Findings from the project's initial 12-month phase that began in the summer of 2010 have not yet been published, but physicians who chose to participate in the project have continued to make their clinical notes available to patients, and the three participating institutions are looking at ways to expand open-notes efforts, nurse and clinical investigator Jan Walker said during an April 24 online presentation hosted by the National eHealth Collaborative.
Walker described the project as a “simple” effort to give patients access to the notes their doctors wrote about clinical visits. Patients are alerted by email when their doctors sign the notes, making them available to them through a patient portal where patients could already access other personal health information. Patients are also reminded about notes prior to follow-up appointments with their doctors.
Researchers did not provide any education to patients about how to read the notes or clinical terms their physicians might use, nor did they direct doctors who agreed to participate to change how they wrote notes, Walker said.
She expects findings from the initial 12-month study period to be published soon.
In meantime, she said, the project continues, even though participating physicians and institutions could have backed out.

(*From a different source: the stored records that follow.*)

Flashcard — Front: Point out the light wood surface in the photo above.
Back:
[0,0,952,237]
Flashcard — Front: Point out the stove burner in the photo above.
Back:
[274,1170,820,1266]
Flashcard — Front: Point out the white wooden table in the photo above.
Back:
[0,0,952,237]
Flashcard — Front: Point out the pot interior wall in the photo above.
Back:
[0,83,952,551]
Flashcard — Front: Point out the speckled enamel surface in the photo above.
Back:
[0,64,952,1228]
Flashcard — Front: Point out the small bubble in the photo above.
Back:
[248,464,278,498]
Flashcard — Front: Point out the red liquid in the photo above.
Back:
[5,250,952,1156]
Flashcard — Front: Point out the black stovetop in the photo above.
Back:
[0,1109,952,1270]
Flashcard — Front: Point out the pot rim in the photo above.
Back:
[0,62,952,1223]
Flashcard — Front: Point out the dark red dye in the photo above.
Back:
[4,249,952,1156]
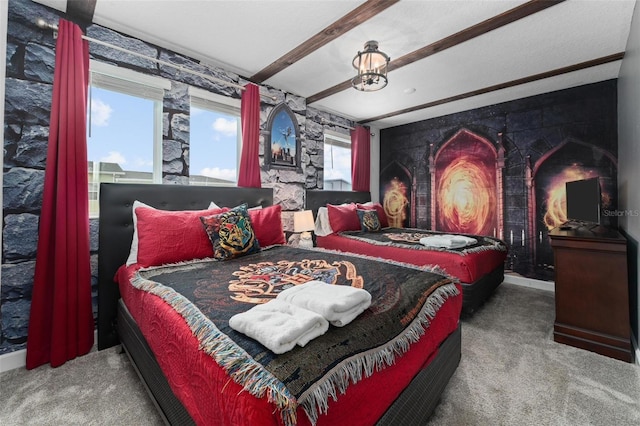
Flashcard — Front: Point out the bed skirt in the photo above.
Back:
[117,300,462,426]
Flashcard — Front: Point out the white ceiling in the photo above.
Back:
[36,0,636,128]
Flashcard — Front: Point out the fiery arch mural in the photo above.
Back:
[429,129,504,237]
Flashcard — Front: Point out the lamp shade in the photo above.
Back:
[351,40,390,92]
[293,210,315,232]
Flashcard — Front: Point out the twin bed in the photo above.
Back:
[305,190,507,315]
[98,184,463,425]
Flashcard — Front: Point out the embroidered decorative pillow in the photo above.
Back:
[356,201,389,228]
[356,209,380,232]
[200,204,260,260]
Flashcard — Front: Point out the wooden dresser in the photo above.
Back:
[549,225,633,362]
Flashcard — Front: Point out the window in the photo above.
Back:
[324,130,351,191]
[189,87,242,186]
[87,61,171,217]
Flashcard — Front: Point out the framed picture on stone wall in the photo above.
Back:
[264,103,302,172]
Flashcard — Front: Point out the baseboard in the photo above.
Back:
[504,273,555,292]
[0,330,98,374]
[0,349,27,374]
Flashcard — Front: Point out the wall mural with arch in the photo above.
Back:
[380,80,618,280]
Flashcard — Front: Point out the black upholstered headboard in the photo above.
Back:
[305,189,371,217]
[98,183,273,349]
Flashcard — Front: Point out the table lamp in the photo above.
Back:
[293,210,315,247]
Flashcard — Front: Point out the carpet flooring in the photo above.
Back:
[0,284,640,426]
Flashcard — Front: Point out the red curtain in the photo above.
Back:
[351,126,371,191]
[27,19,94,369]
[238,83,261,188]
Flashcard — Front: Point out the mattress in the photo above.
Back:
[118,246,462,425]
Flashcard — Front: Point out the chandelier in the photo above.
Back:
[351,40,389,92]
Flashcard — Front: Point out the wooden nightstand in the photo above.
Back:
[549,226,634,362]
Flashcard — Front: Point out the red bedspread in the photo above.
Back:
[317,234,507,284]
[118,251,462,425]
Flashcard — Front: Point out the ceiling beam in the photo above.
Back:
[249,0,400,83]
[67,0,97,22]
[358,52,624,124]
[307,0,565,104]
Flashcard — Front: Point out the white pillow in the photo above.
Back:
[126,200,154,266]
[208,201,262,210]
[314,207,333,237]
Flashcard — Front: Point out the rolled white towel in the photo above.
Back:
[229,299,329,354]
[276,280,371,327]
[420,234,478,248]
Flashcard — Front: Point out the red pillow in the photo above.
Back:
[327,203,360,232]
[249,205,287,247]
[356,203,389,228]
[135,207,229,266]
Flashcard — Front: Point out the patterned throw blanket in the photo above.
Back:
[339,228,507,256]
[132,246,459,424]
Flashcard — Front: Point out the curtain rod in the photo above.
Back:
[320,118,355,130]
[320,118,376,136]
[36,18,277,101]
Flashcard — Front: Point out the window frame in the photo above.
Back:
[87,59,171,218]
[189,86,242,186]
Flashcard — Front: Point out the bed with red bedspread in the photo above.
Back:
[98,184,462,425]
[306,191,507,315]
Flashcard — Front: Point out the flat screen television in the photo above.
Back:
[565,177,601,225]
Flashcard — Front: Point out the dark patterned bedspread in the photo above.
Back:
[133,246,459,423]
[339,228,507,256]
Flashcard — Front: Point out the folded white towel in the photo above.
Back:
[276,280,371,327]
[229,299,329,354]
[420,234,478,248]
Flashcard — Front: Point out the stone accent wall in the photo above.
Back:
[0,0,354,355]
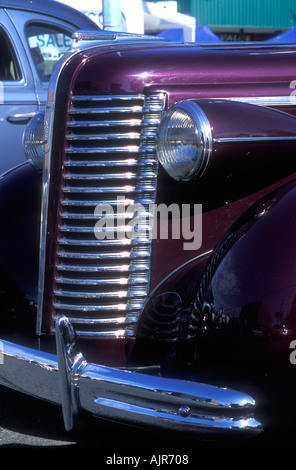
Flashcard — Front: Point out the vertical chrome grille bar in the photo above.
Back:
[54,93,165,337]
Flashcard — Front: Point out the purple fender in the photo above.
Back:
[0,163,42,324]
[189,181,296,402]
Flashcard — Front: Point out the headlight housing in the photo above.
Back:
[157,101,213,181]
[23,110,46,171]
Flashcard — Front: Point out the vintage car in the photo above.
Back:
[0,0,99,174]
[0,27,296,446]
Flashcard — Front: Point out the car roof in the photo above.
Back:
[0,0,100,30]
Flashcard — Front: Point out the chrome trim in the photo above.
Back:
[157,100,213,181]
[0,317,262,440]
[213,136,296,144]
[222,95,295,107]
[36,32,170,335]
[54,93,166,337]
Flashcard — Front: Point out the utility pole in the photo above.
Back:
[103,0,122,31]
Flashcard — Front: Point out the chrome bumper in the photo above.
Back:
[0,317,262,439]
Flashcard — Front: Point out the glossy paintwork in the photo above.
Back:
[75,44,296,102]
[200,182,296,339]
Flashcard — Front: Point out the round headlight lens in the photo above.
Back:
[157,101,212,180]
[23,110,45,171]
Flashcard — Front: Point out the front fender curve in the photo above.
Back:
[0,163,42,316]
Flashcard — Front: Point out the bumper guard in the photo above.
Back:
[0,317,262,440]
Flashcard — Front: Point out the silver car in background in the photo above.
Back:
[0,0,99,175]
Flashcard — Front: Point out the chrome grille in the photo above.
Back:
[55,93,165,337]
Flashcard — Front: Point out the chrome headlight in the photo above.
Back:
[23,110,47,171]
[157,101,213,181]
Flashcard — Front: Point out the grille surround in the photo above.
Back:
[54,93,166,337]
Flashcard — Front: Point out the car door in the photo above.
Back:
[0,9,38,175]
[0,9,78,174]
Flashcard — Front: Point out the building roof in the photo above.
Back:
[0,0,99,30]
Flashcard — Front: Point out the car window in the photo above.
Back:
[26,24,72,81]
[0,29,21,81]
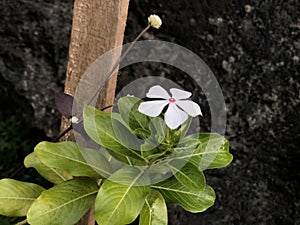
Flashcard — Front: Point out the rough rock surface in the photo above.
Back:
[0,0,300,225]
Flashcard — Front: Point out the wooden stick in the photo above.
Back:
[62,0,129,225]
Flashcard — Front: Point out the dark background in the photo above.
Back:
[0,0,300,225]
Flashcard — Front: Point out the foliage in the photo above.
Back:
[0,96,232,225]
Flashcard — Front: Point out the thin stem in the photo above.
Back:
[9,25,151,178]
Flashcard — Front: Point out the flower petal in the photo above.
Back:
[138,100,168,117]
[165,104,188,129]
[176,100,202,117]
[146,85,170,99]
[170,88,192,100]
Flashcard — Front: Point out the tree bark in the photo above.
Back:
[58,0,129,225]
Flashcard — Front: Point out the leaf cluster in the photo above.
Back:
[0,96,232,225]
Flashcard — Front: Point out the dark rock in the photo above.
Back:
[0,0,300,225]
[0,0,73,136]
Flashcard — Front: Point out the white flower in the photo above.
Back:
[138,85,202,129]
[148,15,162,29]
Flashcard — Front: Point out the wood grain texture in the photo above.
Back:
[61,0,129,140]
[62,0,129,225]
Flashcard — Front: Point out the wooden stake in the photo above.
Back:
[62,0,129,225]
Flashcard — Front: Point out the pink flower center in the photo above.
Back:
[169,98,176,103]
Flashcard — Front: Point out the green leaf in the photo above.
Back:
[169,116,192,145]
[139,190,168,225]
[95,166,150,225]
[141,117,167,158]
[83,106,146,164]
[0,179,45,216]
[169,160,206,191]
[174,133,233,171]
[152,178,216,213]
[27,179,98,225]
[118,96,150,139]
[24,152,73,184]
[34,141,112,178]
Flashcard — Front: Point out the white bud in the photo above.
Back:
[148,15,162,29]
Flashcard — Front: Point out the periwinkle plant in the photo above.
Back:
[0,15,232,225]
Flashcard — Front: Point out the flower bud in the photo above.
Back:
[148,15,162,29]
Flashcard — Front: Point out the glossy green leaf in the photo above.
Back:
[95,167,150,225]
[0,179,45,216]
[27,179,98,225]
[169,160,206,191]
[152,178,216,213]
[141,117,167,158]
[83,106,146,164]
[24,152,73,184]
[139,190,168,225]
[34,141,112,178]
[174,133,233,171]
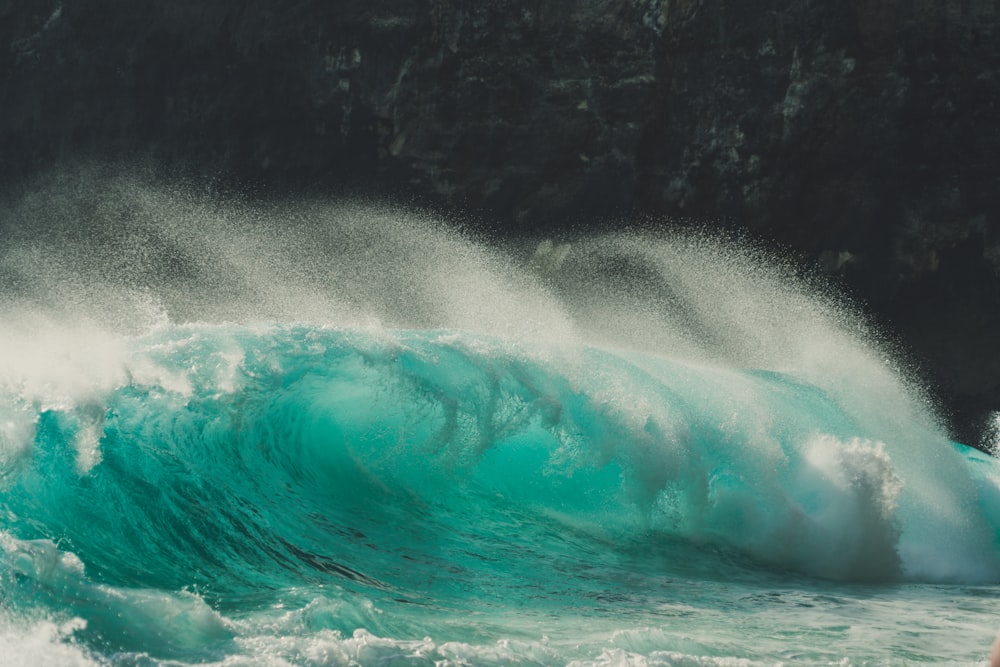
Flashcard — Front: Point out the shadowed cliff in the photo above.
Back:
[0,0,1000,441]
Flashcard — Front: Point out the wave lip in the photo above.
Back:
[4,325,996,589]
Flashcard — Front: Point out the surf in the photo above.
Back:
[0,168,1000,664]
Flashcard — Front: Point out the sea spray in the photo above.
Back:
[0,172,1000,665]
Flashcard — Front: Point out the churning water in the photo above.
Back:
[0,174,1000,667]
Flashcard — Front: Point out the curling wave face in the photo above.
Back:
[0,170,1000,664]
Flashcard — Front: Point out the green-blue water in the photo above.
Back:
[0,175,1000,667]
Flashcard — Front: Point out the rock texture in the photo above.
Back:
[0,0,1000,441]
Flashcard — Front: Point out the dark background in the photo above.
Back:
[0,0,1000,442]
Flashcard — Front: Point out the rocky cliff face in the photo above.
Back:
[0,0,1000,440]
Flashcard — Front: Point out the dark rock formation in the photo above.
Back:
[0,0,1000,440]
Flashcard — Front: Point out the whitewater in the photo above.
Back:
[0,174,1000,667]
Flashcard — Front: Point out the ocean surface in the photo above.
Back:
[0,172,1000,667]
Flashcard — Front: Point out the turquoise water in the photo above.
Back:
[0,179,1000,667]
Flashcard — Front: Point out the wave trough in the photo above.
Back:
[0,174,1000,665]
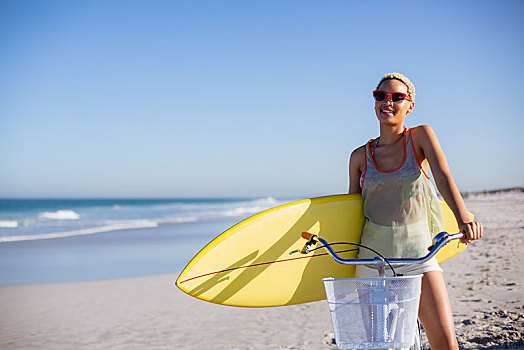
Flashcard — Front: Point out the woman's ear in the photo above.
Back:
[406,102,415,114]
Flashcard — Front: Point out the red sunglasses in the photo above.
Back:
[373,90,411,102]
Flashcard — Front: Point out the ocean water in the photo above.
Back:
[0,197,291,286]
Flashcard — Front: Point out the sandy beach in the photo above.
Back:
[0,192,524,349]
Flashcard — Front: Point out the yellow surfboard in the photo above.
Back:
[176,194,466,307]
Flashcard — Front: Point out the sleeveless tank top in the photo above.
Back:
[359,128,443,259]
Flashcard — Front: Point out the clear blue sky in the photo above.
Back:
[0,0,524,197]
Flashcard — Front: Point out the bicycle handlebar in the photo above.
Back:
[301,232,464,266]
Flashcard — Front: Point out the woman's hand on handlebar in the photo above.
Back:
[459,221,483,243]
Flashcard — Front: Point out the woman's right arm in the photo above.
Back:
[349,146,366,193]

“The bottom line question we were trying to answer was would they want to continue,” Walker said, explaining that researchers were as interested in whether patients would find value in having access to their physicians' clinical notes as whether doctors would be willing to continue allowing patients to access information previously reserved just for providers.
Walker noted that the Health Insurance Portability and Accountability Act has long given patients the right to ask for access to the clinical notes doctors included in their patient records, but that giving patients automatic access and inviting them to review those notes is new.
At the start of the project, participating and non-participating physicians were more likely than patients to be concerned about the usefulness of the notes to patients and whether the information would be confusing or cause concern for patients, Walker said. Doctors also worried about the potential for workload burdens created by patients calling or emailing with questions about the notes.
Researchers also wondered whether doctors would be inclined to change how they wrote or edited the notes, Walker said.
Comments from patients whose doctors participated in the project raised other questions about how some individuals might change their interactions with their doctors when they learn what information goes into the notes, Walker added.
She said that through the OpenNotes project researchers have learned that, like elsewhere in health care, the aim is the help patients, but that there are side effects that “may hurt some people.”
Going forward, she said, clinicians have to learn to use the transparency of open notes effectively and the costs for the technology has to come down to make the effort valuable for providers and patients.
She said a next step for OpenNotes might be making narratives from specialists or even nurses, not just primary care physicians, available to patients.
“One possibility is that doctors and patients may end up writing notes together, which we'd love to see,” Walker said. “It would be a great way to engage patients.”